THALÍA GUZMÁN/ NEXTGENRADIO

Adelita Cantu is a professor at The UT Health San Antonio School of Nursing, located in the Medical Center in the Northwest of San Antonio, Texas. UT Health San Antonio was established in 1959.

THALÍA GUZMÁN/ NEXTGENRADIO

According to the U.S. Census Bureau, within the 2016-2020 period, around 14.2% of San Antonio residents lived in poverty, making the city the most impoverished major metropolitan area in the country. 
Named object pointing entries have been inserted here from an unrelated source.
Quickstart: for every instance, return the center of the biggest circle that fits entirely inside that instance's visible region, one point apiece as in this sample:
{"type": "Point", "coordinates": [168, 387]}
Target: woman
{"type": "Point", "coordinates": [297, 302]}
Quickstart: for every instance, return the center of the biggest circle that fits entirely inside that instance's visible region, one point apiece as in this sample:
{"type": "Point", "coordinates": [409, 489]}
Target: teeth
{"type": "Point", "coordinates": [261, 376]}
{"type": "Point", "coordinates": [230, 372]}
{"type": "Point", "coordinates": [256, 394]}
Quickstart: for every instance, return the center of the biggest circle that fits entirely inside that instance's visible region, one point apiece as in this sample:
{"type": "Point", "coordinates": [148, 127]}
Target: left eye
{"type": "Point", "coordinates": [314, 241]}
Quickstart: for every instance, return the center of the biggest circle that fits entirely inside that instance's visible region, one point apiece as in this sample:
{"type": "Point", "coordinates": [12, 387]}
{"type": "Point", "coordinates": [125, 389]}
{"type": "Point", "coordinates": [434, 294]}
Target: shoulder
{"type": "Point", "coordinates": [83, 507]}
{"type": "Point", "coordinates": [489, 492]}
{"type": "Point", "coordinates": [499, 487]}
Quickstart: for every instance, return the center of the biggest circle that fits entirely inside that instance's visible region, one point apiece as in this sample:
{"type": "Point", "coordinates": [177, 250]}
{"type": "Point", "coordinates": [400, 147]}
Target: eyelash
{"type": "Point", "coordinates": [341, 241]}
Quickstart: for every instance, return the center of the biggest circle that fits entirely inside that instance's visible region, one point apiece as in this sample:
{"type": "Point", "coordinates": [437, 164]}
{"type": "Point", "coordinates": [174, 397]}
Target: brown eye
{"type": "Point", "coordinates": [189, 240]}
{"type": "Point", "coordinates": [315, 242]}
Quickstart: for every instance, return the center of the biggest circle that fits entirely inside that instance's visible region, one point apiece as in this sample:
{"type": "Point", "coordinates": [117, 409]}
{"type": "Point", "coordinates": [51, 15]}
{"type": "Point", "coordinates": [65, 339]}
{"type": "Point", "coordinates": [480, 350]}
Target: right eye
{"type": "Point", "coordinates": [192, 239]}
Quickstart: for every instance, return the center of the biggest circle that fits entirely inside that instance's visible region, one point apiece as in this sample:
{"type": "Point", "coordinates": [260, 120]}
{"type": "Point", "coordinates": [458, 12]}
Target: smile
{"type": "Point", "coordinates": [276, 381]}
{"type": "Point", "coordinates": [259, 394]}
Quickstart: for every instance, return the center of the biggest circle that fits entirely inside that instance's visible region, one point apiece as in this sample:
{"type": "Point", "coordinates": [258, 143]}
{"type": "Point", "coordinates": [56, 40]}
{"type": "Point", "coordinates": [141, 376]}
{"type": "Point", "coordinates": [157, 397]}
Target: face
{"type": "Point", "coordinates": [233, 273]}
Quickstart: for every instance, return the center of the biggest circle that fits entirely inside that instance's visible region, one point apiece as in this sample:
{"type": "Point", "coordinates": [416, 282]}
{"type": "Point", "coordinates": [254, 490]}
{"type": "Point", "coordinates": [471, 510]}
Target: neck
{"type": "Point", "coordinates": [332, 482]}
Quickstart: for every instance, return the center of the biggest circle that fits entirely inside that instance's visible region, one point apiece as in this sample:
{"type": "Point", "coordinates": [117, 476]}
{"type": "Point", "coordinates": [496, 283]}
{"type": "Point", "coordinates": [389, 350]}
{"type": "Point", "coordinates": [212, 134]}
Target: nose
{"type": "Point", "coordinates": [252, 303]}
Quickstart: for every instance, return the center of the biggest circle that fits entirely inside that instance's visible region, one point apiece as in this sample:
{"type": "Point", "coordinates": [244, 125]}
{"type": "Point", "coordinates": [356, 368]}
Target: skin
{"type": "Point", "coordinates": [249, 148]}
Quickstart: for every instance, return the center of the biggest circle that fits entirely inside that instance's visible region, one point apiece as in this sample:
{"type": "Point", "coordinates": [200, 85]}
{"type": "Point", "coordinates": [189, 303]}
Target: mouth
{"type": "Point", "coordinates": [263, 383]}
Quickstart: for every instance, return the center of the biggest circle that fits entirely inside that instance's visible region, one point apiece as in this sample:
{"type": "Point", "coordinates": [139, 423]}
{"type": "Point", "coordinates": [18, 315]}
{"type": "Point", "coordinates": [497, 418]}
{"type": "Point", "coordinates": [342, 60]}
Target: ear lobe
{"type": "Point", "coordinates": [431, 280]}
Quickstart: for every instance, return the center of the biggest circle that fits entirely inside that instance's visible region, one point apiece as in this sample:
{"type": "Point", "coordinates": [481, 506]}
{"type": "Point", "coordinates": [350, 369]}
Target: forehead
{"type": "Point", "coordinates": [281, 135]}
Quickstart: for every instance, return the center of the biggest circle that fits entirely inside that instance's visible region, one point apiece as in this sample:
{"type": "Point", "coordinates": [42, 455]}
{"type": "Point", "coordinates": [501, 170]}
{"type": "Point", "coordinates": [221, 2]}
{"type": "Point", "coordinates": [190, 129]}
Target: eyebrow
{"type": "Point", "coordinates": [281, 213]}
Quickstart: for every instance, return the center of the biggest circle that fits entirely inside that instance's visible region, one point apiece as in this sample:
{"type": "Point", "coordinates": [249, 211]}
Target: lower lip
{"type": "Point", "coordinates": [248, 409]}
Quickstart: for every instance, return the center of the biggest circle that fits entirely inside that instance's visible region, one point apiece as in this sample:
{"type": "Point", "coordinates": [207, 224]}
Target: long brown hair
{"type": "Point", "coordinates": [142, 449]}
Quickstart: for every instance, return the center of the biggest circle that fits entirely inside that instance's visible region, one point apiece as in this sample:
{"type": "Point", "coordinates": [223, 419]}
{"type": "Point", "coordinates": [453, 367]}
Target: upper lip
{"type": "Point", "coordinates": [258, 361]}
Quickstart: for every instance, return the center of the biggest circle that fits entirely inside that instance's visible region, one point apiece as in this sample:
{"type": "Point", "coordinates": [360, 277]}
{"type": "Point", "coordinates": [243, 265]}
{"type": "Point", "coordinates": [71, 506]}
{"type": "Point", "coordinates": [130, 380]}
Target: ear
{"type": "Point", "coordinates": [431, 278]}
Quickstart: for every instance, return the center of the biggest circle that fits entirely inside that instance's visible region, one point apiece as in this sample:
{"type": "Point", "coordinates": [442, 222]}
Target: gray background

Cantu said impoverished areas tend to lack basic building blocks of neighborhoods, such as trees and walkable spaces. Trees are critical for healthy lifestyles, she said, because they filter carbon dioxide emissions, making the air safer to breathe. 

“Trees are not equitably distributed in the community,” Cantu said. “So therefore, people that do not have all the trees around them don’t have that natural mitigation strategy.”

She added that trees provide shade, which encourages people to spend more time outside taking walks and doing physical activities. 

“Everything in the community does impact patients and our people and their health,” Cantu said. 

Students are challenged to consider low-income salaries and create plans to take care and provide for a family. Cantu said students then realize how tight budgets and poor living conditions do not promote healthy living styles. 

“But it’s not until they’re in that situation themselves [when] they can open up their eyes and [say] ‘Okay, now I understand it becomes clearer with climate change issues,’” she said.

It’s also important to look into the disparities of communities’ air quality, Cantu said. 

Vulnerable communities, she said, are more likely to experience the most severe impacts of climate inequity. Impoverished neighborhoods tend to have poorer air quality, according to the National Institute of Environmental Health Sciences, leading to higher rates of asthma triggers for children and seniors. 

One of her goals is to make an impact on city policy because she wants people to understand which issues contribute to climate change.

Adelita Cantu shows how to properly use a COVID-19 vaccine. Cantu was the first person in San Antonio, Texas to receive the COVID-19 vaccine.

THALÍA GUZMÁN/ NEXTGENRADIO

“I think San Antonio is aware — and our policymakers certainly are aware — of these issues because we know we have a lot of economic segregation,” Cantu said. “There are people who lack many of the resources that can help them mitigate issues around climate change.”

Adelita Cantu storing medications in a pharmacy refrigerator inside a lab at UT Health San Antonio School on Sept. 5, 2022. Cantu has been working in the healthcare field for over 40 years.